Dziwna kartka na dystrybutorze. Przy kasie bym się rozpłakał
Wielki, standardowy napis diesel, a pod nim karteczka, która wielu osobom może nic nie mówić. Może poza ceną za litr - zdecydowanie wyższą niż w przypadku zwykłego oleju napędowego.

"Dystrybutor numer 3 HVO 100, cena 8,99" - taki napis powitał mnie ostatnio podczas wieczornego przejazdu na tankowanie na pobliskiej stacji. Prawdopodobnie niespecjalnie bym się tym zainteresował - bo nawet bym tego nie zauważył - gdyby nie fakt, że ze wszystkich możliwych dystrybutorów musiałem stanąć właśnie przy tym.
Przez chwilę więc stałem w bezruchu, mieląc w głowie dwa pytania: co to w ogóle jest oraz... czy mógłbym to w ogóle zatankować. Odpowiedzi - żeby nie generować niepotrzebnej kolejki - uzyskałem dopiero później. Brzmią one: nie interesuj się tak bardzo - przynajmniej nie teraz - i "może".
Ale po kolei.
Co to w ogóle jest HVO?
Hydrorafinowane oleje roślinne albo inaczej - syntetyczne paliwo z bioodpadów. Pomysł nie jest przesadnie nowy, bo wielokrotnie temat ten podnosił m.in. Volkswagen, Toyota czy Ford. I to nie w kontekście jakiejś odległej przyszłości czy planów, a w kontekście "ok, nasze silniki można tym zasilać".
Producenci podają przy tym cały szereg zalet, które mają płynąć ze stosowania HVO. Skoro jest z odpadów m.in. z przemysłu spożywczego, to jest mniejsza emisja, mamy też niższą emisję NOx z samych rur wydechowych i podobno "łatwiejszą" pracę silnika przy niższych temperaturach.
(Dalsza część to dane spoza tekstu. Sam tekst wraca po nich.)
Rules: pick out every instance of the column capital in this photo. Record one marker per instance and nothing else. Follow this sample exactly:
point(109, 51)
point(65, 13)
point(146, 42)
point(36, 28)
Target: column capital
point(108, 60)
HVO ma być też pozbawione domieszek m.in. siarki czy węglowodorów aromatycznych i powinno zapewnić mniej problemów z DPF czy... wolniej zużywać silnik. Ba, Skoda podaje nawet, że silniki pracujące na HVO mają działać ciszej.
Czy tak jest w rzeczywistości? Pewnie za kilka lat sami będziemy mogli - albo musieli - się o tym przekonać. HVO w końcu może się załapać na listę paliw, które przetrwają unijne pomysły.
Inna sprawa, że niestety koszty produkcji HVO są stosunkowo wysokie i wyższe od kosztów wytworzenia oleju napędowego. Widać to zresztą po cenach na dystrybutorach - 9 zł za litr alternatywy dla diesla nie brzmi jakoś przesadnie kusząco.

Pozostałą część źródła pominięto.